Just such a young man was Sir Fitzpatrick (not yet knighted) who had gravitated towards the Lowveld as a young 22-year-old when he needed to find a way to support his mother and family after his father's death. First he headed for the gold fields, then he worked as a transport rider on the ox-wagons that were heading across the Lowveld to Delagoa Bay on the coast.
It was in 1885, during one such trip, that Fitzpatrick ended up adopting the tiny pup that appeared to be the runt of the litter. But Jock was to grow into a fine specimen of a dog and repaid Fitzpatrick with fierce loyalty.
Later in life, Fitzpatrick would entertain his four children by telling them the stories of his young life on the road with brave Jock at his side. It was Fitzpatrick’s close friend, the writer Rudyard Kipling, who persuaded him to commit these stories to paper.
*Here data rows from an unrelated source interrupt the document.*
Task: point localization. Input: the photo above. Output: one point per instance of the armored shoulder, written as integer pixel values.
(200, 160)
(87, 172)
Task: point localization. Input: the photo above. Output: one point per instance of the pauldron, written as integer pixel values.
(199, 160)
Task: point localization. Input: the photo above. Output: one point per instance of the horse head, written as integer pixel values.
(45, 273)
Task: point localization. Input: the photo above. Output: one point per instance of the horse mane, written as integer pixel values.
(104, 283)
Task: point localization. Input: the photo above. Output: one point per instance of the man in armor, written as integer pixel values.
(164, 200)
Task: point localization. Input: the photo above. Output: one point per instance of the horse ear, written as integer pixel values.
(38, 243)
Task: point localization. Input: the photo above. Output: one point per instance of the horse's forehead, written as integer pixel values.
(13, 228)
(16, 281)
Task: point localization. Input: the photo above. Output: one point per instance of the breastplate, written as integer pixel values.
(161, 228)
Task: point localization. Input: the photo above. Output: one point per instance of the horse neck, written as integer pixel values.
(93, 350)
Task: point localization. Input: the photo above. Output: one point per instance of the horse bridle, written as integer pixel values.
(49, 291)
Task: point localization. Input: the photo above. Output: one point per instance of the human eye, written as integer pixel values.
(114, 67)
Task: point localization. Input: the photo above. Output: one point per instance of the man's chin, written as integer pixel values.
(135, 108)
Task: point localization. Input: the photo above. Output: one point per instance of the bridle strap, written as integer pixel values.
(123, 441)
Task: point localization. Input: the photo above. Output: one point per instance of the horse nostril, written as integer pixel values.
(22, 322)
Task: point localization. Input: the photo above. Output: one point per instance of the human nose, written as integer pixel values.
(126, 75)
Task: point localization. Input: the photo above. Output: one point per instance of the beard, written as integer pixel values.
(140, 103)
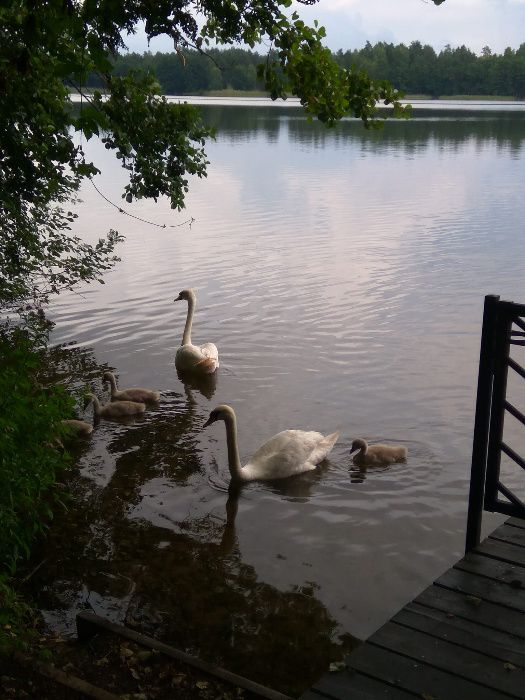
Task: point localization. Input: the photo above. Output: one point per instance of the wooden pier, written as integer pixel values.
(463, 638)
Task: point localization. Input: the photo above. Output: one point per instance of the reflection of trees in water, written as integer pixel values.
(200, 596)
(426, 128)
(190, 590)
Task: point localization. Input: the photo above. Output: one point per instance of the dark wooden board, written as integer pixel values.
(344, 685)
(504, 551)
(516, 522)
(508, 533)
(487, 640)
(484, 588)
(492, 568)
(450, 658)
(486, 613)
(417, 677)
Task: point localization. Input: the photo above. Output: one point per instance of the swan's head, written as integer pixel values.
(359, 444)
(185, 294)
(222, 412)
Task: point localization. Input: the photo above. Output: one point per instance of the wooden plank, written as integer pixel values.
(516, 522)
(417, 677)
(350, 684)
(507, 533)
(492, 568)
(484, 588)
(503, 551)
(450, 658)
(499, 645)
(488, 614)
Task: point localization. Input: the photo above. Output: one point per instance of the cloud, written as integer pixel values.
(474, 23)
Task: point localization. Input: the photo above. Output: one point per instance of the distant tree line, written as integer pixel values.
(414, 69)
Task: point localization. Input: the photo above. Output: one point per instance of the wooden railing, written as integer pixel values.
(503, 327)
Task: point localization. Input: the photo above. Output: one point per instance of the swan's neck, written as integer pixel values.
(96, 405)
(186, 336)
(234, 463)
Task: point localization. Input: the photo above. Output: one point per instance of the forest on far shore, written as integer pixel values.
(415, 70)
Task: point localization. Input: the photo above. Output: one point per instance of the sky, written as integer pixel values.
(351, 23)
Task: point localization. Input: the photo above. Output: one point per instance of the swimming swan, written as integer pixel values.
(115, 409)
(377, 454)
(132, 394)
(204, 358)
(285, 454)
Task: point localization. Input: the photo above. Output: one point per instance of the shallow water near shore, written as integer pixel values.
(341, 274)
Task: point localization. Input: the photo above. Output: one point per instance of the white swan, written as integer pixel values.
(134, 393)
(285, 454)
(115, 409)
(196, 358)
(377, 454)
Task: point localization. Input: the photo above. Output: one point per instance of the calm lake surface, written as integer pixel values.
(341, 274)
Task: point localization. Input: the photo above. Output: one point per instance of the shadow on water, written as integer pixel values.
(181, 579)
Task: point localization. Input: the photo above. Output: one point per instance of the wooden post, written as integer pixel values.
(481, 424)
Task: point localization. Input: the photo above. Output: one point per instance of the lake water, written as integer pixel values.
(341, 274)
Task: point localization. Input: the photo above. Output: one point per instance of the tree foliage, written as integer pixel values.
(30, 415)
(46, 47)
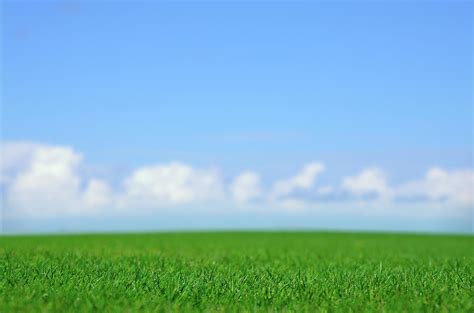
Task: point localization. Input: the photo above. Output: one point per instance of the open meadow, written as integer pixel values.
(237, 271)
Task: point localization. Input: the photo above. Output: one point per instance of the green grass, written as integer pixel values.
(237, 271)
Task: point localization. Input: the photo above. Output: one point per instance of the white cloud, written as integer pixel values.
(369, 181)
(49, 183)
(304, 180)
(326, 190)
(170, 184)
(98, 194)
(43, 180)
(246, 187)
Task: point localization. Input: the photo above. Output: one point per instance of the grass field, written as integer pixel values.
(237, 271)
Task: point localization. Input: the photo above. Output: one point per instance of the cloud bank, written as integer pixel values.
(39, 180)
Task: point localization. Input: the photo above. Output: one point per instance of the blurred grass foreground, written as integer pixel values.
(237, 271)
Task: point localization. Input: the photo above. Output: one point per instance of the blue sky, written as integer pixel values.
(243, 86)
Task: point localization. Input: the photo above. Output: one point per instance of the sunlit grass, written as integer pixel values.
(237, 271)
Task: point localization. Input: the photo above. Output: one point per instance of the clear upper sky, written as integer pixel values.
(240, 85)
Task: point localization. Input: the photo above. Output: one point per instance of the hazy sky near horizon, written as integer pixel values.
(346, 114)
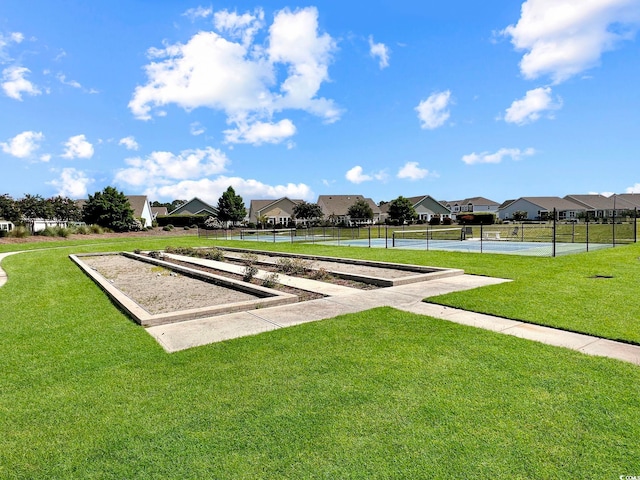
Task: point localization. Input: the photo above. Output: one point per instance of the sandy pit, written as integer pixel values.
(157, 289)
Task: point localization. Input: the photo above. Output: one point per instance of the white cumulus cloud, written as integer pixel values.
(14, 82)
(497, 157)
(78, 147)
(72, 183)
(433, 112)
(379, 51)
(356, 175)
(231, 71)
(261, 132)
(160, 168)
(198, 12)
(562, 38)
(532, 106)
(129, 143)
(412, 171)
(210, 190)
(23, 145)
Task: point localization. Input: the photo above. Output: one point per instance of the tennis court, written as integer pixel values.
(537, 249)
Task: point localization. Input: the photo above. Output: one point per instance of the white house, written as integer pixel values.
(541, 208)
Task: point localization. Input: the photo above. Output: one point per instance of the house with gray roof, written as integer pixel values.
(336, 207)
(471, 205)
(541, 208)
(428, 207)
(599, 206)
(273, 212)
(141, 208)
(195, 206)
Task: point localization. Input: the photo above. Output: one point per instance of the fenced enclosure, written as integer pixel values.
(546, 239)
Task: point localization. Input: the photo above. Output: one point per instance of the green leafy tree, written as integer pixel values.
(308, 211)
(401, 209)
(519, 215)
(64, 209)
(360, 210)
(231, 207)
(9, 209)
(34, 206)
(109, 209)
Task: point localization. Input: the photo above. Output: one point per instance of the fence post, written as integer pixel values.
(553, 251)
(587, 230)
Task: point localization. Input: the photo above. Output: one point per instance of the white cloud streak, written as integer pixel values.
(229, 71)
(379, 51)
(530, 108)
(129, 143)
(160, 168)
(72, 183)
(412, 171)
(433, 112)
(23, 145)
(497, 157)
(563, 38)
(78, 147)
(15, 84)
(210, 190)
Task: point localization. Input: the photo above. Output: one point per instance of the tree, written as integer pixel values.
(64, 209)
(401, 209)
(308, 211)
(110, 209)
(34, 206)
(519, 215)
(231, 207)
(360, 210)
(8, 209)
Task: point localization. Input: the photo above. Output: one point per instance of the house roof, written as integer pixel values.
(549, 203)
(339, 204)
(137, 203)
(600, 202)
(632, 198)
(159, 211)
(472, 200)
(188, 207)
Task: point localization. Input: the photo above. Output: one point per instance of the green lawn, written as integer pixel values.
(85, 393)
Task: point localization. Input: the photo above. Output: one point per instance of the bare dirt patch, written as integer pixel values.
(159, 290)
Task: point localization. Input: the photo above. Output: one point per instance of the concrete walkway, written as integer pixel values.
(179, 336)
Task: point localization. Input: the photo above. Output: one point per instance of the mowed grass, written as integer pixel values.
(85, 393)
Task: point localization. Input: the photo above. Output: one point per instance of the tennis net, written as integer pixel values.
(416, 237)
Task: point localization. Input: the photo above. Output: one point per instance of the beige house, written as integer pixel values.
(273, 212)
(335, 207)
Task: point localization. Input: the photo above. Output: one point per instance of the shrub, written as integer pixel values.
(270, 280)
(214, 254)
(20, 232)
(292, 266)
(250, 269)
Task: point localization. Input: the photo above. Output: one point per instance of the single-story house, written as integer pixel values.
(141, 208)
(335, 207)
(195, 206)
(155, 211)
(599, 206)
(471, 205)
(273, 212)
(541, 208)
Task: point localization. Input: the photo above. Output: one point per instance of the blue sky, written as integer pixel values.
(454, 99)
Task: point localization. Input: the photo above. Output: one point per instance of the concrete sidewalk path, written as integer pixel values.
(183, 335)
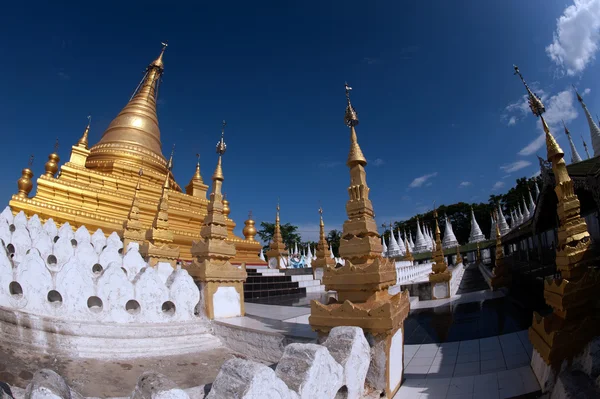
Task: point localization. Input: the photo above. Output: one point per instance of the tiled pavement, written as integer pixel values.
(495, 367)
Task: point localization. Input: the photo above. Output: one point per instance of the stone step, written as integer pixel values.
(308, 283)
(315, 288)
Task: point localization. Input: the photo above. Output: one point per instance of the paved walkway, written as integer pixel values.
(494, 367)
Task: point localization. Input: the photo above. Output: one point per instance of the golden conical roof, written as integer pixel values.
(134, 136)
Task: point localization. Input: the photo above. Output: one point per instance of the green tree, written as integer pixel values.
(333, 238)
(288, 233)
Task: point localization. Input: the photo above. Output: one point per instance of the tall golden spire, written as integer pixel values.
(351, 120)
(562, 334)
(213, 252)
(132, 227)
(134, 136)
(83, 141)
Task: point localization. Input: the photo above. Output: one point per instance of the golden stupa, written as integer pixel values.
(97, 186)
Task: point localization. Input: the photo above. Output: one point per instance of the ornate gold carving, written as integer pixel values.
(563, 334)
(212, 252)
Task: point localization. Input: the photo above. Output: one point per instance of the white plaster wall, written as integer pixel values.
(226, 303)
(62, 274)
(396, 359)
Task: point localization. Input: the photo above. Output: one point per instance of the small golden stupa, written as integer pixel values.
(574, 321)
(362, 283)
(97, 186)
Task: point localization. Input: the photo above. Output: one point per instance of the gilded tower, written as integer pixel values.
(564, 333)
(212, 270)
(362, 283)
(96, 187)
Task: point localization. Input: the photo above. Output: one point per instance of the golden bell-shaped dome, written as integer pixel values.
(249, 229)
(52, 165)
(24, 183)
(134, 136)
(226, 209)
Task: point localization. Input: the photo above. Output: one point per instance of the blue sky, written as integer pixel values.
(441, 114)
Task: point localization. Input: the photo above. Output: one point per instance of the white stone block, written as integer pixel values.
(244, 379)
(153, 385)
(46, 384)
(226, 303)
(7, 216)
(50, 228)
(98, 241)
(82, 235)
(310, 371)
(349, 347)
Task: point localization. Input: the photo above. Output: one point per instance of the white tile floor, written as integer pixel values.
(495, 367)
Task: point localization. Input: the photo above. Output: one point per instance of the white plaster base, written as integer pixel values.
(543, 372)
(104, 340)
(226, 303)
(387, 362)
(440, 290)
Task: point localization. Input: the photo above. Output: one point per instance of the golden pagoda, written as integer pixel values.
(573, 323)
(277, 250)
(216, 277)
(362, 283)
(97, 185)
(440, 275)
(324, 259)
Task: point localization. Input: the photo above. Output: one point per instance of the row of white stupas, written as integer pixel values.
(424, 240)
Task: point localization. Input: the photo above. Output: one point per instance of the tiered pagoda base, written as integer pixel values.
(267, 283)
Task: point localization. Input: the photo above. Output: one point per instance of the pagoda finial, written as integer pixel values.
(587, 153)
(221, 147)
(351, 119)
(83, 141)
(158, 62)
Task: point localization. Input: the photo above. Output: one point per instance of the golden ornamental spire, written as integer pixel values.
(83, 141)
(134, 135)
(351, 120)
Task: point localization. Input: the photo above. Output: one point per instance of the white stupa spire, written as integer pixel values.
(525, 210)
(594, 130)
(493, 229)
(502, 225)
(449, 240)
(531, 203)
(574, 154)
(421, 244)
(393, 249)
(401, 243)
(476, 235)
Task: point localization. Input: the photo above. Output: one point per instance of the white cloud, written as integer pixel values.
(498, 185)
(559, 107)
(513, 167)
(419, 181)
(577, 37)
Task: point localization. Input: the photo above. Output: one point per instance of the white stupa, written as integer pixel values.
(502, 225)
(526, 214)
(449, 240)
(401, 243)
(421, 245)
(393, 248)
(493, 229)
(531, 203)
(476, 235)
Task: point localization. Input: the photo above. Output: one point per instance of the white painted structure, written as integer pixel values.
(77, 293)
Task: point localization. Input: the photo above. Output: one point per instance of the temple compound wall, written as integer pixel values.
(76, 293)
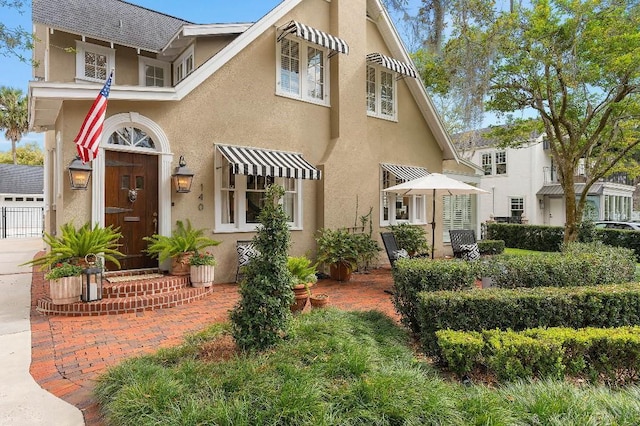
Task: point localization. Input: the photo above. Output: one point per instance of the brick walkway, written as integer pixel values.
(69, 353)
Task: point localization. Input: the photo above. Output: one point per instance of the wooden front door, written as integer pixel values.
(131, 203)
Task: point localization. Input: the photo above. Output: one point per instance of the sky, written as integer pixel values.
(16, 74)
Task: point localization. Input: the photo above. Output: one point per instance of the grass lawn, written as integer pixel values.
(336, 368)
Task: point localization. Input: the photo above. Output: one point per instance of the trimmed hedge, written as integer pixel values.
(491, 247)
(611, 354)
(411, 276)
(520, 309)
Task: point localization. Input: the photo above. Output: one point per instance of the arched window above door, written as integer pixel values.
(132, 137)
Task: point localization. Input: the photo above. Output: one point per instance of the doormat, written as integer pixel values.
(126, 278)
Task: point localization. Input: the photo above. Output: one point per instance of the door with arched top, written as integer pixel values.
(131, 203)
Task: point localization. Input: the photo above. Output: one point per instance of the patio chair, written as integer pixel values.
(246, 251)
(391, 246)
(464, 244)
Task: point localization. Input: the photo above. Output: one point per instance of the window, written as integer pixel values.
(241, 198)
(302, 72)
(131, 137)
(494, 163)
(183, 66)
(501, 163)
(93, 62)
(396, 208)
(487, 164)
(517, 207)
(153, 73)
(381, 99)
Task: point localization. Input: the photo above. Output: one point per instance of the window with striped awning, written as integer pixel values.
(405, 172)
(265, 162)
(392, 64)
(335, 44)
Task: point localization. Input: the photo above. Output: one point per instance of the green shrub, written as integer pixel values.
(411, 238)
(490, 247)
(411, 276)
(262, 316)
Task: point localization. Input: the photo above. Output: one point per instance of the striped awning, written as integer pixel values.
(405, 173)
(337, 45)
(392, 64)
(265, 162)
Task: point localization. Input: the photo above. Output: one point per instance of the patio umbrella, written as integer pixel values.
(435, 184)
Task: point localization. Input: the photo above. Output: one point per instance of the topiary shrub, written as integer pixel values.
(262, 316)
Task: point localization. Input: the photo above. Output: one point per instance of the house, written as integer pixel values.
(319, 96)
(524, 183)
(21, 200)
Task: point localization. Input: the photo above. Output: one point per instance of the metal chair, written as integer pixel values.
(246, 251)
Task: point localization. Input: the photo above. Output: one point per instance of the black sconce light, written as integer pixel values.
(79, 174)
(182, 177)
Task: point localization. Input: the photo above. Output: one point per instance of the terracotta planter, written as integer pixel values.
(340, 271)
(65, 290)
(180, 264)
(319, 300)
(202, 276)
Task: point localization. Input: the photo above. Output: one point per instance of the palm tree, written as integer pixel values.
(13, 116)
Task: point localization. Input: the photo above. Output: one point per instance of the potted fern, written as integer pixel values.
(303, 276)
(73, 245)
(179, 247)
(202, 268)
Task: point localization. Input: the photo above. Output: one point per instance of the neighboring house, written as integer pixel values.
(21, 200)
(524, 184)
(318, 96)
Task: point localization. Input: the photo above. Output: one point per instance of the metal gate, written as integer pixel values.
(21, 222)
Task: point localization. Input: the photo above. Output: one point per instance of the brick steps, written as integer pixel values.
(131, 297)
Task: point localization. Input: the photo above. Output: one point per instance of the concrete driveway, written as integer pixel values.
(22, 401)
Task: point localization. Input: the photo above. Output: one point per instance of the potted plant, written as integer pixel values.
(201, 269)
(65, 283)
(303, 276)
(73, 245)
(338, 248)
(179, 247)
(319, 300)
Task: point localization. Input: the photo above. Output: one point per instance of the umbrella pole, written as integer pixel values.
(433, 225)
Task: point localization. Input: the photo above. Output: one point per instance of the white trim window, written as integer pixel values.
(381, 92)
(302, 71)
(93, 62)
(516, 205)
(396, 208)
(183, 66)
(458, 212)
(240, 198)
(153, 73)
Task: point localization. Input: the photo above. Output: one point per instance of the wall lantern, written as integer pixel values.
(91, 280)
(182, 177)
(79, 174)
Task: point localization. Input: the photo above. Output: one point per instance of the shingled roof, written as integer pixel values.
(20, 179)
(109, 20)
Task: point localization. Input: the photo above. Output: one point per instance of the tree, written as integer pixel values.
(29, 154)
(262, 316)
(14, 40)
(577, 65)
(13, 116)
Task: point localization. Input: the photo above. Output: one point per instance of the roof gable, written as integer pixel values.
(109, 20)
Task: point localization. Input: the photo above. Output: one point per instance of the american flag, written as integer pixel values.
(88, 139)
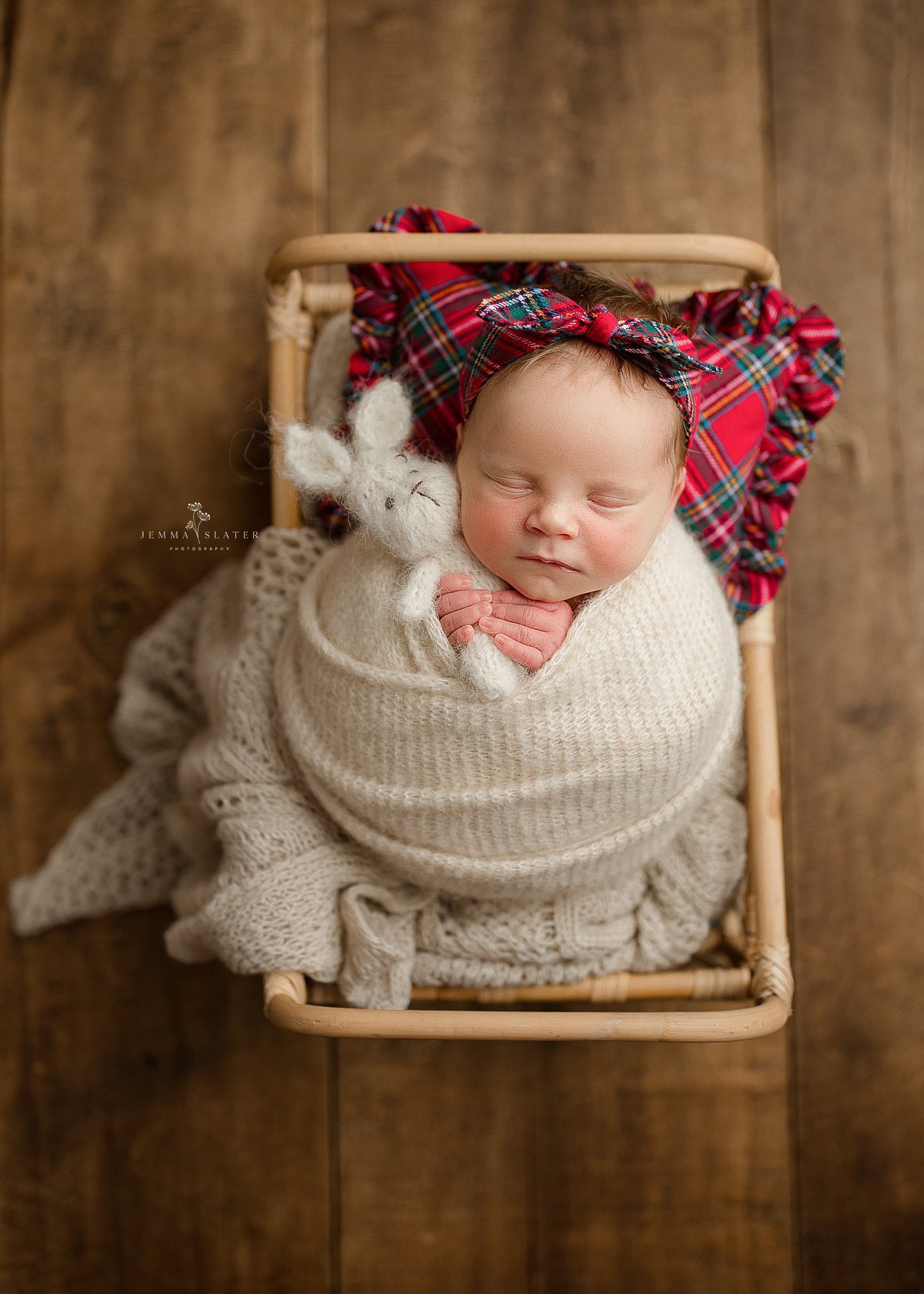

Thus, the rollicking tale of a man and his best friend that was to capture the hearts of readers around the world, was born.
If you visit the Kruger National Park, you can follow the H2-2, also known as the Old Transport or Delagoa Road, that traces the original route these transport riders used in the winter months and which was the setting of many of Jock's adventures. Jock was born at a spot between Pretoriuskop and the Afsaal (literally 'saddle off') picnic spot within sight of Ship Mountain, a landmark in the area.
If you drive this road, look for the plaques along the way… You can almost hear the cries of the transport riders as they crack their whips and urge the oxen ever onwards.